Data

The data set is comprised of 651 randomly sampled movies produced and released before 2016.

Some of these variables are only there for informational purposes and do not make any sense to include in a statistical analysis. It is up to you to decide which variables are meaningful and which should be omitted. For example information in the the actor1 through actor5 variables was used to determine whether the movie casts an actor or actress who won a best actor or actress Oscar.

You might also choose to omit certain observations or restructure some of the variables to make them suitable for answering your research questions.
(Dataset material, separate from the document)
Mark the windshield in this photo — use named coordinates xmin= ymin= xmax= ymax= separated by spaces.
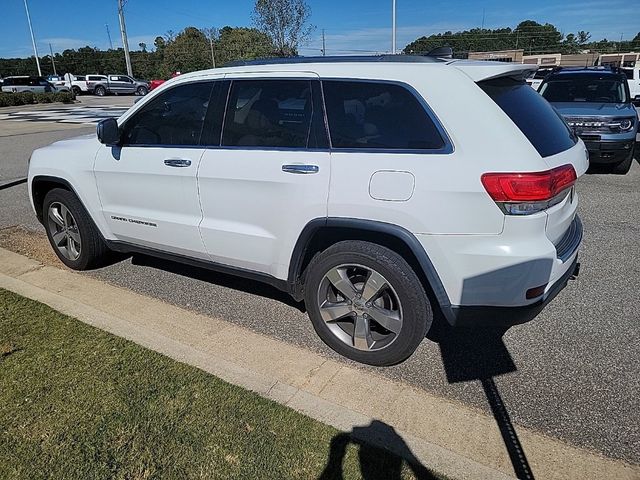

When you are fitting a model you should also be careful about collinearity, as some of these variables may be dependent on each other.

Codebook

  1. title: Title of movie
  2. title_type: Type of movie (Documentary, Feature Film, TV Movie)
  3. genre: Genre of movie (Action & Adventure, Comedy, Documentary, Drama, Horror, Mystery & Suspense, Other)
  4. runtime: Runtime of movie (in minutes)
  5. mpaa_rating: MPAA rating of the movie (G, PG, PG-13, R, Unrated)
  6. studio: Studio that produced the movie
  7. thtr_rel_year: Year the movie is released in theaters
  8. thtr_rel_month: Month the movie is released in theaters
  9. thtr_rel_day: Day of the month the movie is released in theaters
  10. dvd_rel_year: Year the movie is released on DVD
  11. dvd_rel_month: Month the movie is released on DVD
  12. dvd_rel_day: Day of the month the movie is released on DVD
  13. imdb_rating: Rating on IMDB
  14. imdb_num_votes: Number of votes on IMDB
  15. critics_rating: Categorical variable for critics rating on Rotten Tomatoes (Certified Fresh, Fresh, Rotten)
  16. critics_score: Critics score on Rotten Tomatoes
  17. audience_rating: Categorical variable for audience rating on Rotten Tomatoes (Spilled, Upright)
  18. audience_score: Audience score on Rotten Tomatoes
  19. best_pic_nom: Whether or not the movie was nominated for a best picture Oscar (no, yes)
  20. best_pic_win: Whether or not the movie won a best picture Oscar (no, yes)
  21. best_actor_win: Whether or not one of the main actors in the movie ever won an Oscar (no, yes) – note that this is not necessarily whether the actor won an Oscar for their role in the given movie
  22. best_actress win: Whether or not one of the main actresses in the movie ever won an Oscar (no, yes) – not that this is not necessarily whether the actresses won an Oscar for their role in the given movie
  23. best_dir_win: Whether or not the director of the movie ever won an Oscar (no, yes) – not that this is not necessarily whether the director won an Oscar for the given movie
  24. top200_box: Whether or not the movie is in the Top 200 Box Office list on BoxOfficeMojo (no, yes)
  25. director: Director of the movie
  26. actor1: First main actor/actress in the abridged cast of the movie
  27. actor2: Second main actor/actress in the abridged cast of the movie
  28. actor3: Third main actor/actress in the abridged cast of the movie
  29. actor4: Fourth main actor/actress in the abridged cast of the movie
  30. actor5: Fifth main actor/actress in the abridged cast of the movie
  31. imdb_url: Link to IMDB page for the movie
  32. rt_url: Link to Rotten Tomatoes page for the movie